Il ,y avait tout de même le fait nouveau que les conseils étaient élus. Encore fallait-il voir comment. Ainsi, le conseil de sous-chefferie comprenait le sous-chef qui présidait et cinq à neuf membres, d’après l’importance de la population. Ces membres étaient élus par un collège électoral choisi par le sous-chef et approuvé par le chef et par l’administrateur du territoire.

On voit tout de suite l’importance du rôle des sous-chefs dont on a pu dire qu’ils étaient les seuls vrais électeurs.

Cette politique d’appui des autorités autochtones apparaît également dans les autres conseils. À l’échelon chefferie, par exemple, le chef présidait le conseil. Il était assisté de cinq à neuf sous-chefs élus parmi leurs pairs et d’un nombre égal de notables, élus parmi les notables des conseils de sous-chefferie.

Au total, la philosophie du décret pouvait se résumer en une très timide introduction d’un système électoral, avec le souci non seulement de ne nuire en rien à l’intégrité du pouvoir des autorités autochtones, donc des Tutsi, mais au contraire de la renforcer.
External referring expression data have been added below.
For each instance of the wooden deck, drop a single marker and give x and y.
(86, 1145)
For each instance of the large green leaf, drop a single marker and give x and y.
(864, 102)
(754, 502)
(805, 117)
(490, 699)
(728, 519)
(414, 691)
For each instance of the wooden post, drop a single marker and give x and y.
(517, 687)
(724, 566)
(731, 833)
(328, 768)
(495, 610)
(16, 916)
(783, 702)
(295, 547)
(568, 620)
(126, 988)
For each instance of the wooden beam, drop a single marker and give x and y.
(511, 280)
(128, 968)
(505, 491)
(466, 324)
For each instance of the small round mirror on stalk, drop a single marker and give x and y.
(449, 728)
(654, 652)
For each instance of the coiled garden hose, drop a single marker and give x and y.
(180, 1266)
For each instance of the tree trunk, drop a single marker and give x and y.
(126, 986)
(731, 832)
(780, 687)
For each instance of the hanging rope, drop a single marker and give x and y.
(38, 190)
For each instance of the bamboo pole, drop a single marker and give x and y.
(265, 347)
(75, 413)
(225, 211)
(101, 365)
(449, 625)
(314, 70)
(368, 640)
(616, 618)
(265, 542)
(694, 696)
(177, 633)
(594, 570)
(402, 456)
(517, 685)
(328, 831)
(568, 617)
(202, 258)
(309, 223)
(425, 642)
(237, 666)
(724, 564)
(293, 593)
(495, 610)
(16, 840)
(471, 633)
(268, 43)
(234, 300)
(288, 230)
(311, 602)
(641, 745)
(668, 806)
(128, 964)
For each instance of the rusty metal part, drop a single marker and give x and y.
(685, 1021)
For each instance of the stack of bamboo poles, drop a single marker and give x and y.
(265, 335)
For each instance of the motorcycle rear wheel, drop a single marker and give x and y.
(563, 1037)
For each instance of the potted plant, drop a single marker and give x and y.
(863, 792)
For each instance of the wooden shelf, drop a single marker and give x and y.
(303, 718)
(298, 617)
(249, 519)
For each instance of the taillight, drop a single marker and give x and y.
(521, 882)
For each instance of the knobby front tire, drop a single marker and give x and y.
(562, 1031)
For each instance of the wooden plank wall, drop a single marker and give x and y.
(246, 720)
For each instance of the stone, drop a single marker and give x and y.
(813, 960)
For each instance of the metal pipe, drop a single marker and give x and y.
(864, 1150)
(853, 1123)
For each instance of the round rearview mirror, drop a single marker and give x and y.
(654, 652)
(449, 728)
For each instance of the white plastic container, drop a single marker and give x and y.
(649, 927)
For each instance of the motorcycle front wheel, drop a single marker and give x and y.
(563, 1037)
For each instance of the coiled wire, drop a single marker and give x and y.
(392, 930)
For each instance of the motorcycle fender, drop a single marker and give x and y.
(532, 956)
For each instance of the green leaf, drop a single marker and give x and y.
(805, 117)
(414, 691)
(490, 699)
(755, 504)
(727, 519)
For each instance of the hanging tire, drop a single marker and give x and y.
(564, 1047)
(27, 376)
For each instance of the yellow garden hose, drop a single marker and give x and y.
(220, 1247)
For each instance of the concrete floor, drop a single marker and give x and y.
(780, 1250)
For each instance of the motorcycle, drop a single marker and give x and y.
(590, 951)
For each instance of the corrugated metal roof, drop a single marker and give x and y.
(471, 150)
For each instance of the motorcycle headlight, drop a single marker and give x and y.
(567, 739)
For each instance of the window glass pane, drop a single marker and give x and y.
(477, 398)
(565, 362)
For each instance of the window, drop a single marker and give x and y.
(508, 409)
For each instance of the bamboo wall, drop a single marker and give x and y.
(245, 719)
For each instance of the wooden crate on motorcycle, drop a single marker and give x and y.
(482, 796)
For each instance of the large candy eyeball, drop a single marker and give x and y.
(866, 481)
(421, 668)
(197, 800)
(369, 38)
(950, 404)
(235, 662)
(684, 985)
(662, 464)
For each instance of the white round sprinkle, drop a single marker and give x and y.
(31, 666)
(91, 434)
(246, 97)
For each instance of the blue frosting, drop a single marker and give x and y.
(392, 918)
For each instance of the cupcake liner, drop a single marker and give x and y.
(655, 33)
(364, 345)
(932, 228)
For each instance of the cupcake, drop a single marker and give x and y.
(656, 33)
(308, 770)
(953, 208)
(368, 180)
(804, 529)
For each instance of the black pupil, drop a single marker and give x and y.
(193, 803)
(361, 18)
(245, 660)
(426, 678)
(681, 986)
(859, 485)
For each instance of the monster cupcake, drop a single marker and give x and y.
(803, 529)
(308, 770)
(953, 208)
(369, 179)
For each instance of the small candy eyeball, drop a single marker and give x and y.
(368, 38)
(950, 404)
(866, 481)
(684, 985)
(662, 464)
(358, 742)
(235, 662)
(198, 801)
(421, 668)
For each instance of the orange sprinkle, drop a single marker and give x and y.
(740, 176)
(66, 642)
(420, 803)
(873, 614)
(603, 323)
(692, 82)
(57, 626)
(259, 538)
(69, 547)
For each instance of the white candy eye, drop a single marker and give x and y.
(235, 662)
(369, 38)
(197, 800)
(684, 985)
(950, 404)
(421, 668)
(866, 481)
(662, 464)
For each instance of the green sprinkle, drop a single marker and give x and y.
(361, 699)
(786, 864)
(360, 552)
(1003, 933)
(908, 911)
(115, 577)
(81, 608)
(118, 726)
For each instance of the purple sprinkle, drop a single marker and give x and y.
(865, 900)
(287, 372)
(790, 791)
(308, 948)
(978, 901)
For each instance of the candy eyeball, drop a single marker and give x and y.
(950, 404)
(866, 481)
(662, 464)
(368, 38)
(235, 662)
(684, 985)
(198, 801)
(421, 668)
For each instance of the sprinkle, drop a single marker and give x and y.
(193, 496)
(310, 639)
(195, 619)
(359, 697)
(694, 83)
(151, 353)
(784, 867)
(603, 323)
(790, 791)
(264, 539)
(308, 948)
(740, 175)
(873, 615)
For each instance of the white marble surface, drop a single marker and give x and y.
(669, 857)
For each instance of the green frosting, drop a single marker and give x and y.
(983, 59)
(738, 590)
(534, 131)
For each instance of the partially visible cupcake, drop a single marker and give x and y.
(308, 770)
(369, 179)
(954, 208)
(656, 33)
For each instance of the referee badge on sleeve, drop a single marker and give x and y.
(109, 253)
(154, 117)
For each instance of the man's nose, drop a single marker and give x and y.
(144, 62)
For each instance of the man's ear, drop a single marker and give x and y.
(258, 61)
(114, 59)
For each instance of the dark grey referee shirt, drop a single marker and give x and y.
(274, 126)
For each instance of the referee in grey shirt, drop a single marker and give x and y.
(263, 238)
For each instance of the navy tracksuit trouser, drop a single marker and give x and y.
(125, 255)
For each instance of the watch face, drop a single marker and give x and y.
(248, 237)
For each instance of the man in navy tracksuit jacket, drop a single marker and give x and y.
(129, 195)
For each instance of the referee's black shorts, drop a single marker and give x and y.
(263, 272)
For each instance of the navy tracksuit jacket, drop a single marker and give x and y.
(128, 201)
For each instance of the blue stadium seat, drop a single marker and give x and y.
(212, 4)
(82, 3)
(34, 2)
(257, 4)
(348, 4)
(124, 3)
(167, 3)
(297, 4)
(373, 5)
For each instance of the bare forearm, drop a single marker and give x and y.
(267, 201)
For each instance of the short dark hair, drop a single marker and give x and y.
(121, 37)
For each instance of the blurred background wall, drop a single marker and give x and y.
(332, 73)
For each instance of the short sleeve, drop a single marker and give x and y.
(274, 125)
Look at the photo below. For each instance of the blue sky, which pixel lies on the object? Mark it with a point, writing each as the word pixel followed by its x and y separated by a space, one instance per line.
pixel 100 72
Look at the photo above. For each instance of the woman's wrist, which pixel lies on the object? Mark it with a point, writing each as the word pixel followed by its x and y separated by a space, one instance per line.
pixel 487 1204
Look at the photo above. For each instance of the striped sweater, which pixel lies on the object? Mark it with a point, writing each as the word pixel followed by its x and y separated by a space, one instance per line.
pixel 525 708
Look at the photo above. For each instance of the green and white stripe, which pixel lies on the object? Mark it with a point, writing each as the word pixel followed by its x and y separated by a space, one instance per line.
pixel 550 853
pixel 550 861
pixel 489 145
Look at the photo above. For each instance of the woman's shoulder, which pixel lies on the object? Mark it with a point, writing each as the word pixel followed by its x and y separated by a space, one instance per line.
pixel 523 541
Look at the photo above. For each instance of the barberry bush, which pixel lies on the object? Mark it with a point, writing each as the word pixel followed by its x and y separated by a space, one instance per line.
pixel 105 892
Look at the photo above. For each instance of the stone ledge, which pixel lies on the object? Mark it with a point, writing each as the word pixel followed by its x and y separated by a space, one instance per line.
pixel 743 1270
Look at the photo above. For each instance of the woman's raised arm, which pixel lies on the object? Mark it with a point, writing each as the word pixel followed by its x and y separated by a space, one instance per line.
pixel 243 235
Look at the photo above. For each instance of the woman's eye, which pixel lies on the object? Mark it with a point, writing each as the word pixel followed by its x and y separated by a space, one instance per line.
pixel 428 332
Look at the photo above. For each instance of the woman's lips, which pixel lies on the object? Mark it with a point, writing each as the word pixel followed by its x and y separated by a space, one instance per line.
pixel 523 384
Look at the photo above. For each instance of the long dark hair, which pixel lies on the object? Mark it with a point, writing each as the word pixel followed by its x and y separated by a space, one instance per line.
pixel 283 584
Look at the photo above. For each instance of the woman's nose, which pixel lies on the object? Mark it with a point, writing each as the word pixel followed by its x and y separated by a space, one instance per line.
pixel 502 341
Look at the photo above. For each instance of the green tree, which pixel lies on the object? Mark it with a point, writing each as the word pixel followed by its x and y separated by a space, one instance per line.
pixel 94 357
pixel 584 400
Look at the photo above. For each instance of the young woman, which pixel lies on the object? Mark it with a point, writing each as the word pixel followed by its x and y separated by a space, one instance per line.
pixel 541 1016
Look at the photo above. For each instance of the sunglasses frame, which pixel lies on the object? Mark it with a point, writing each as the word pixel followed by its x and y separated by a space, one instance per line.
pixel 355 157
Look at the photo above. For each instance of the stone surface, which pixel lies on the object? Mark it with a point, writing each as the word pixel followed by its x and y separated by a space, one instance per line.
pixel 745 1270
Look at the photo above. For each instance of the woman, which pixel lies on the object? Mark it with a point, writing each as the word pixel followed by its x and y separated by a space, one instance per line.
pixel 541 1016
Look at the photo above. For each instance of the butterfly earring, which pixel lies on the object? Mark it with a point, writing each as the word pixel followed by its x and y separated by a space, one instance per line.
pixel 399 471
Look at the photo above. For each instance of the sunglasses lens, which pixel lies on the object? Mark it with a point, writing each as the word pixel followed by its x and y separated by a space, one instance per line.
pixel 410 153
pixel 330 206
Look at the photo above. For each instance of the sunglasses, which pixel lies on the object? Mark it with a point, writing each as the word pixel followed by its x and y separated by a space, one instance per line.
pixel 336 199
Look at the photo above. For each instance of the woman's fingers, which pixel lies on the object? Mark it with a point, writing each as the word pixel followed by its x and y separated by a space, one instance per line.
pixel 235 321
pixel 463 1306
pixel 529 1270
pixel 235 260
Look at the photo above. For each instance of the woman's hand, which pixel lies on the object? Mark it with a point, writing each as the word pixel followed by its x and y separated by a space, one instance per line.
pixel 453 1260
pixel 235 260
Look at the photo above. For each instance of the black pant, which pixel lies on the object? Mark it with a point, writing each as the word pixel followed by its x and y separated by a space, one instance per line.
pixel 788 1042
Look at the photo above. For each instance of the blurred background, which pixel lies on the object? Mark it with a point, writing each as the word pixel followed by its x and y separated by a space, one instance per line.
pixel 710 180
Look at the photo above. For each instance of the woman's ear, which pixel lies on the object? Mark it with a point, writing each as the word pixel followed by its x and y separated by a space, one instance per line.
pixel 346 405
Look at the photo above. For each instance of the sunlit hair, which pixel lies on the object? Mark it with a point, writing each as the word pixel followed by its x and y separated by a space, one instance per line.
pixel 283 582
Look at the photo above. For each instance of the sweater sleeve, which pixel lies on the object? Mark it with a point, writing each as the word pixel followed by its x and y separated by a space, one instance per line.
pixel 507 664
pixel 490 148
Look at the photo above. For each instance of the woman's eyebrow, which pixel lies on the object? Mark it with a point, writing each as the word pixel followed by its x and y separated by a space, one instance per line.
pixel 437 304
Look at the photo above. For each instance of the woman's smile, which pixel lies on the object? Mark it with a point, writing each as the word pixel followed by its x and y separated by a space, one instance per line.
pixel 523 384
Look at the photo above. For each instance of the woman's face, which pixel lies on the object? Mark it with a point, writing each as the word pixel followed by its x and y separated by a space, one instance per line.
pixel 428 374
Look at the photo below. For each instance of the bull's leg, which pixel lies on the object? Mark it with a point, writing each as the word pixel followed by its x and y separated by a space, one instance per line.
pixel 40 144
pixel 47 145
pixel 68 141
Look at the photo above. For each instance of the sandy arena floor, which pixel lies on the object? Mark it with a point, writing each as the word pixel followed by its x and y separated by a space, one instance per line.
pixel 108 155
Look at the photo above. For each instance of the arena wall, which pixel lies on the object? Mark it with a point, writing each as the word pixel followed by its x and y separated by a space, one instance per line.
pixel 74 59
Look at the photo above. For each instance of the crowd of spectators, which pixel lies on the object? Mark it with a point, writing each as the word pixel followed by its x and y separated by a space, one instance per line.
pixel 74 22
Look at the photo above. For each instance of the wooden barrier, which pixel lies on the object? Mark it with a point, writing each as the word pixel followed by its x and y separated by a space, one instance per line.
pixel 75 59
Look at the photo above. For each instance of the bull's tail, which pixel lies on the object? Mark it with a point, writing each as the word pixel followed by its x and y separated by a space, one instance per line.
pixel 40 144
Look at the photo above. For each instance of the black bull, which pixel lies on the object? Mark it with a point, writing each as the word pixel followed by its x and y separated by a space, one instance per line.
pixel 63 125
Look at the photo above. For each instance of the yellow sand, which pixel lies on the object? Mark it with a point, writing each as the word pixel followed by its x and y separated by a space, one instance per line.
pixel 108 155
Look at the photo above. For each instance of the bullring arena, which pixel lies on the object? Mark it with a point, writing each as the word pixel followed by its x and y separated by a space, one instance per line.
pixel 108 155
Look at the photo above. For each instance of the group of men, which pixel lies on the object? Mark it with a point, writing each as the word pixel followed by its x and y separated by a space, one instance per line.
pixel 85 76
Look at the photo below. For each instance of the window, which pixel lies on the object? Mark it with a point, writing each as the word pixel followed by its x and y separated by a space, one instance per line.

Fait remarquable, il y eut, dans l’ensemble du pays, tout de même une majorité de Hutu dans les collèges électoraux des sous-chefferies: 58,38% contre 41,40% de Tutsi. Mais progressivement les Hutu disparurent des conseils, comme le montre le tableau ci-dessous.

 

CONSEILS POURCENTAGE D’ELUS TUTSI POURCENTAGE D’ELUS HUTU
Sous-chefferies  52.30 47.65
Chefferies  88.60 11.40
Territoires  90.70  9.30
Pays  90.91  9.09

 

Ce fait fut cependant d’une importance capitale pour l’avenir politique du pays car, pour la première fois, des Hutu siégèrent en compagnie de Tutsi dans les conseils et la hiérarchie tutsi dut tout de même en tenir compte, même si elle put à ce stade, continuer à diriger le pays sans rencontrer d’obstacles sérieux.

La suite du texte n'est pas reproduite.